Delano Arthur, of the Grand Bahama Power Company (GBPC), said the energy provider - which already has an electric vehicle (EV) charging station at its headquarters - would like to install the first public EV solar charging station at the Government Complex in Freeport.
The utility is one of several sponsors of the second Grand Bahama Technology Summit, and will reveal its solar energy activities during the November 14-16 conference.
Mr Arthur said: "Our presence not only shows that we are committed to this event, but that we are indeed committed to overall growth in Grand Bahama."
He added that Grand Bahama Power began discussions on utility-scale solar earlier this year, and said: "We have deployed over three megawatts (MW) of solar, which encompasses over 11 acres of land at the cost of $5m, which we will commission in 2019.
"In addition, we want to start to get the electrical vehicle industry going on Grand Bahama. We currently have two electrical vehicles, and if all goes well by the end of October, we will have seven electrical vehicles.
"We are also beginning to place solar charging stations in strategic locations on GB to also allow for persons who want to use EVs because they may not have charging station at their home."
Mr Arthur added they Grand Bahama Power wants to place charging stations at strategic locations, explaining: "We began to talk with the minister (of state for Grand Bahama) to have one placed at the Government complex. The electricity will be provided free of cost to users by the GBPC."
Grand Bahama Power, he added, will also be implementing an advanced automated meter infrastructure that will benefit consumers. Current meter readings are taken once per month, but an automated meter would allow for better efficiency in meter reading.

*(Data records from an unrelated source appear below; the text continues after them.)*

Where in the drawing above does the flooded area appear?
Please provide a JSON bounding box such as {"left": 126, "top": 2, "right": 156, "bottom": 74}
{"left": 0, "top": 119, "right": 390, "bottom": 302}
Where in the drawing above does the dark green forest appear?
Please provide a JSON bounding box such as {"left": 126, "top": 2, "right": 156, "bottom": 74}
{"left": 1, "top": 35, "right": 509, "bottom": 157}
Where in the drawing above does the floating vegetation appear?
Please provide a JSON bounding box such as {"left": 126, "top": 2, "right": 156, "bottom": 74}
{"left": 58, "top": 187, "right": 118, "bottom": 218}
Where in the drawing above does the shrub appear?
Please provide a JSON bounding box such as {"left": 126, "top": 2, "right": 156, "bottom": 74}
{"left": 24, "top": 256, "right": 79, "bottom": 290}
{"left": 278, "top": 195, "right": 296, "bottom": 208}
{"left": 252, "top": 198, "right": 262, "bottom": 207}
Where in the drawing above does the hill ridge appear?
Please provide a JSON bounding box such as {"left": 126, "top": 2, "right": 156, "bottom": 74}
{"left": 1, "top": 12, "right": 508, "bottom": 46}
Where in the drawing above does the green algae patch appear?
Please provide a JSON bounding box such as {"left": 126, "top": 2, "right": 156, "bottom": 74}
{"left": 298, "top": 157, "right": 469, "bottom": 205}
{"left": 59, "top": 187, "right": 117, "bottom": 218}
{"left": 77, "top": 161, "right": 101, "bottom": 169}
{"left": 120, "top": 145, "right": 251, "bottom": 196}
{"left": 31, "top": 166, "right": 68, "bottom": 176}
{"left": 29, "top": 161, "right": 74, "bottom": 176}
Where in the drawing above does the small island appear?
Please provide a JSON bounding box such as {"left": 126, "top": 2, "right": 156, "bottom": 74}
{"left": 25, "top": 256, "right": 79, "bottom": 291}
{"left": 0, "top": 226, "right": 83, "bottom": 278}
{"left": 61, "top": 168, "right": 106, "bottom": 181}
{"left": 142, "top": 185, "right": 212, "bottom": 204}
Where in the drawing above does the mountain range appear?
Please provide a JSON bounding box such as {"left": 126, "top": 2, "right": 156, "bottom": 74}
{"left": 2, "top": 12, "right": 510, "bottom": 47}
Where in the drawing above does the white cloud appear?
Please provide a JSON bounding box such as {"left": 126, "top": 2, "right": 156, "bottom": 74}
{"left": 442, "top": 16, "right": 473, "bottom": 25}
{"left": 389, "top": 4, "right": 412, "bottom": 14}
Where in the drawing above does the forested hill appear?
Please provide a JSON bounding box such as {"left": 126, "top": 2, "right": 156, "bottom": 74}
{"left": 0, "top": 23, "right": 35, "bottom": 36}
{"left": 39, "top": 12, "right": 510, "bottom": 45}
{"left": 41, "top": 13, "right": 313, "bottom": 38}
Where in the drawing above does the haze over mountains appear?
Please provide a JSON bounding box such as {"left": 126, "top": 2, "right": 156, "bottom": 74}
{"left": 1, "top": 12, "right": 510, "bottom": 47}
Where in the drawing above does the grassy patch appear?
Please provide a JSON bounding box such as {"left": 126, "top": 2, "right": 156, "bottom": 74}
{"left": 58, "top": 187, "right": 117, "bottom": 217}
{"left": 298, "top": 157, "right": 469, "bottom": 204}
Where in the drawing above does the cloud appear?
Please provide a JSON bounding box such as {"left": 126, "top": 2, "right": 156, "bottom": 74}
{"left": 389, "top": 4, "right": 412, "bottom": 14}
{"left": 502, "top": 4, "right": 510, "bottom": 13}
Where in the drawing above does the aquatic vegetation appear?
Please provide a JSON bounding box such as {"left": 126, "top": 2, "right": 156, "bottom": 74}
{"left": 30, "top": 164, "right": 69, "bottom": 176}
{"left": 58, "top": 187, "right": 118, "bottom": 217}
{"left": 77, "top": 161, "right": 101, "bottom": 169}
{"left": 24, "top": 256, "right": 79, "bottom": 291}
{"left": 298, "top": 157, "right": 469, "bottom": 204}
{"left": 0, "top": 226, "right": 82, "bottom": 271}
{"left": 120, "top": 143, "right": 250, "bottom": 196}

"We are starting to move us toward a smart city and being able to put information in the (hands) of our customers," Mr Arthur said. "With this new advanced technology we would be able to read the meter seven, eight, nine times a day, and the consumers can better manage electricity and better estimate their consumption, and help build a smart city."
Battery storage is another aspect of Grand Bahama Power's plans. Mr Arthur said it has invested $10m in ten MW of energy storage that will be placed at its power plant on Peel Street.
Mr Arthur said Grand Bahama Power will showcase and share the technology at the summit to show how it is helping customers, and what it is doing to improve efficiency and encourage conservation of energy.
He added that it saw its participation in the summit "as providing means and ways in which this island can start to see the fruits we all have been talking about".